Find the shortest distance between the lines whose vector equations are

\(\overrightarrow r=(\hat i+2\hat j+3\hat k)+\lambda(\hat i-3\hat j+2\hat k)\)

and \(\overrightarrow r=(4\hat i+5\hat j+6\hat k)+\mu(2\hat i+3\hat j+\hat k)\)

Answer 1

The given lines are \(\overrightarrow r=(\hat i+2\hat j+3\hat k)+\lambda(\hat i-3\hat j+2\hat k)\)and \(\overrightarrow r=(4\hat i+5\hat j+6\hat k)+\mu(2\hat i+3\hat j+\hat k)\)

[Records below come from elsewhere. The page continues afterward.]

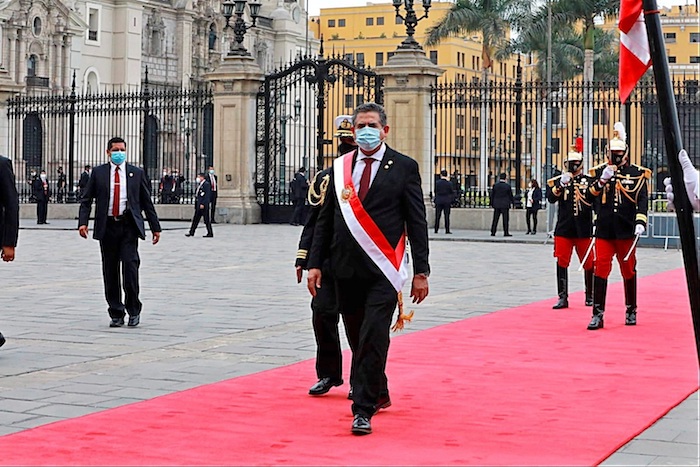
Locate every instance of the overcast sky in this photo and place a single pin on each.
(315, 5)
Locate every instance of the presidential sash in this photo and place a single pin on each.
(362, 227)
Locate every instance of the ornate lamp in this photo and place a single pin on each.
(411, 21)
(229, 8)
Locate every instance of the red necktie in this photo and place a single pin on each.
(366, 176)
(115, 205)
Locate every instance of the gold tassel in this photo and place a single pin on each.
(402, 318)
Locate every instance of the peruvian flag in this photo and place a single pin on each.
(635, 57)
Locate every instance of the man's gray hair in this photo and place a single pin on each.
(370, 107)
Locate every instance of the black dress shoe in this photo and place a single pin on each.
(324, 385)
(383, 403)
(361, 425)
(116, 322)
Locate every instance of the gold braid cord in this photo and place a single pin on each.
(317, 198)
(402, 318)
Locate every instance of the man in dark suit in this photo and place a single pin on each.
(42, 193)
(121, 192)
(9, 214)
(201, 206)
(501, 201)
(444, 195)
(82, 183)
(383, 186)
(299, 188)
(214, 182)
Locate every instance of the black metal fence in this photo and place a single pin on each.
(165, 129)
(487, 127)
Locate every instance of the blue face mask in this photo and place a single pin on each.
(118, 157)
(367, 138)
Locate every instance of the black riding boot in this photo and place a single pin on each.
(588, 279)
(600, 289)
(562, 288)
(631, 301)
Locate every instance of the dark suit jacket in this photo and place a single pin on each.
(39, 193)
(138, 200)
(502, 196)
(203, 195)
(444, 193)
(9, 204)
(394, 201)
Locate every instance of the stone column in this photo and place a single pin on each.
(236, 84)
(408, 77)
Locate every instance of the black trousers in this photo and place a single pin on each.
(120, 267)
(212, 216)
(198, 214)
(531, 213)
(439, 209)
(325, 316)
(367, 303)
(496, 214)
(42, 210)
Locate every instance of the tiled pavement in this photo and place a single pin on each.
(62, 360)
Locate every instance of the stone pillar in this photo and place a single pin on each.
(236, 84)
(408, 77)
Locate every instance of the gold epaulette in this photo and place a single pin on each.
(646, 173)
(592, 171)
(317, 198)
(551, 181)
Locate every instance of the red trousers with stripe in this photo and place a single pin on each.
(604, 252)
(564, 247)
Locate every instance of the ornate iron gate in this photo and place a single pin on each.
(295, 113)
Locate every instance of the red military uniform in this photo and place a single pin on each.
(620, 203)
(574, 226)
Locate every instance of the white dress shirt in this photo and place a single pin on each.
(360, 166)
(123, 176)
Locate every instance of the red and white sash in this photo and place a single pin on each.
(362, 227)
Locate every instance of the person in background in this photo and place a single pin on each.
(501, 201)
(533, 202)
(214, 182)
(444, 196)
(42, 193)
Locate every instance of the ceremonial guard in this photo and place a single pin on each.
(324, 307)
(620, 193)
(574, 225)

It is known that the shortest distance between the lines, \(\overrightarrow r=\overrightarrow a_1+\lambda b_1\) and \(\overrightarrow r=\overrightarrow a_2+\mu b_2\), is given by,
d=|(b1×b2).(a2-a2)/|b1×b2||...(1)

Comparing the given equations with \(\overrightarrow r=\overrightarrow a_1+\lambda b_1\) and \(\overrightarrow r=\overrightarrow a_2+\mu b_2\), we obtain

\(a_1=\hat i+2\hat j+3\hat k\)
\(b_1=\hat i-3\hat j+2\hat k\)
\(a_2=4\hat i+5\hat j+6\hat k\)
\(b_2=2\hat i+3\hat j+\hat k\)

\(\overrightarrow a_2-\overrightarrow a_1\)

=\((4\hat i+5\hat j+6\hat k)\)-\((\hat i+2\hat j+3\hat k)\)

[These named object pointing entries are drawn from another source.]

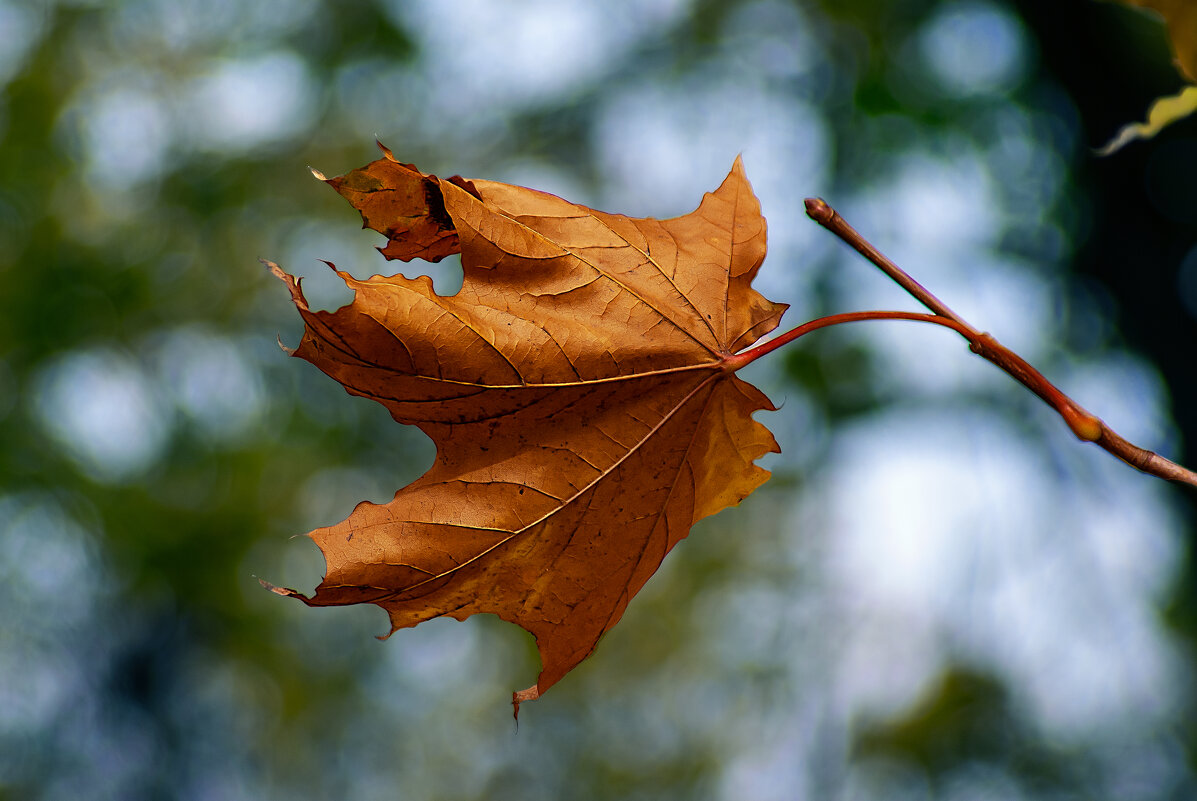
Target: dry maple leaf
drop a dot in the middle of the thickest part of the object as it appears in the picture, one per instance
(579, 388)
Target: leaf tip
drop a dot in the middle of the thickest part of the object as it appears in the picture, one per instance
(285, 592)
(293, 284)
(530, 693)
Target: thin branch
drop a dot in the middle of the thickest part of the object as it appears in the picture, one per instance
(1085, 425)
(745, 357)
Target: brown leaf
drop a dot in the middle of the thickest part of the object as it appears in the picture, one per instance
(576, 388)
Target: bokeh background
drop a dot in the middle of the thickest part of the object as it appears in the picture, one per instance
(940, 595)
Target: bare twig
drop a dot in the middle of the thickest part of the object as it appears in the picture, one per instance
(1085, 425)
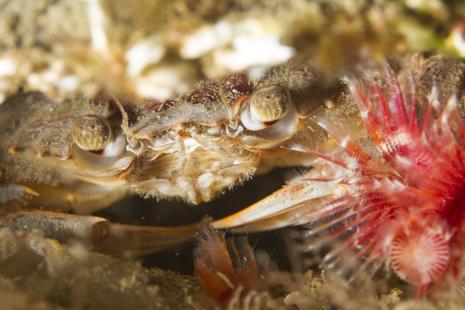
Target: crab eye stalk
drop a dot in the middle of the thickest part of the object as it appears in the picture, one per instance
(92, 133)
(269, 117)
(266, 106)
(270, 103)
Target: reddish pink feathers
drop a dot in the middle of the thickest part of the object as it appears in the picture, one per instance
(408, 184)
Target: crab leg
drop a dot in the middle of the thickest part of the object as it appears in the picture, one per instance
(99, 234)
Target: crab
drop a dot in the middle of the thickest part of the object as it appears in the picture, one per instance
(62, 161)
(386, 187)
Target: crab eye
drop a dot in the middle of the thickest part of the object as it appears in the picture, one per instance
(269, 117)
(269, 103)
(92, 133)
(266, 105)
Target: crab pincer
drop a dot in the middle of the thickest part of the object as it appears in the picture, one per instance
(391, 192)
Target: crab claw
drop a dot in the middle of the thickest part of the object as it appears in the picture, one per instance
(294, 204)
(99, 234)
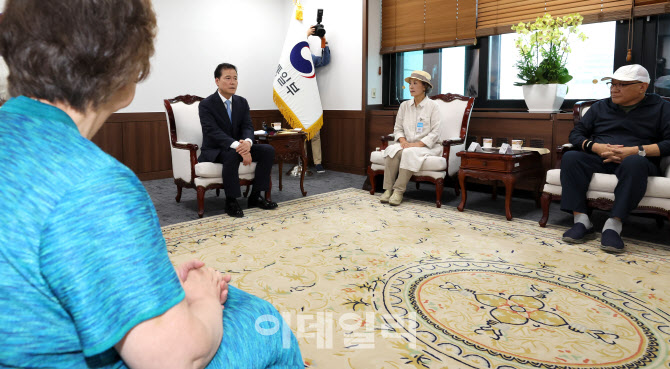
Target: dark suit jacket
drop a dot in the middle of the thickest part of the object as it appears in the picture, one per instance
(218, 132)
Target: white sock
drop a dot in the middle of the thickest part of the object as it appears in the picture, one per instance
(584, 219)
(613, 224)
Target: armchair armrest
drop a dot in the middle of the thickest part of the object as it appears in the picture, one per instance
(560, 151)
(385, 140)
(193, 150)
(185, 146)
(452, 141)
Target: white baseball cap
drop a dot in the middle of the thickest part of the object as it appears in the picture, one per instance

=\(3\hat i+3\hat j+3\hat k\)

\(\overrightarrow b_1*\overrightarrow b_2\)

=\(\begin{vmatrix}\hat i&\hat j&\hat k\\1&-3&2\\2&3&1\end{vmatrix}\)

=(-3-6)\(\hat i\)-(1-4)\(\hat j\)+(3+6)\(\hat k\)

=-9\(\hat i\)+3\(\hat j\)+9\(\hat k\)

\(\Rightarrow \mid \overrightarrow b_1*\overrightarrow b_2\mid\)
=\(\sqrt{(-9)^2+(3)^2+(9)^2}\)
=\(\sqrt{81+9+81}\)
=\(\sqrt{171}\)
=\(3\sqrt{19}\)

\((\overrightarrow b_1*\overrightarrow b_2)\).\((\overrightarrow a_2-\overrightarrow a_1)\)
=(-9\(\hat i\)+3\(\hat j\)+9\(\hat k\)).(3\(\hat i\)+3\(\hat j\)+3\(\hat k\))
=-9×3+3×3+9×3
=9

Substituting all the values in equation (1), we obtain
d=|\(\frac{9}{3\sqrt{19}}\)|
=\(\frac{3}{\sqrt {19}}\)

Therefore, the shortest distance between the two given lines is \(\frac{3}{\sqrt {19}}\) units.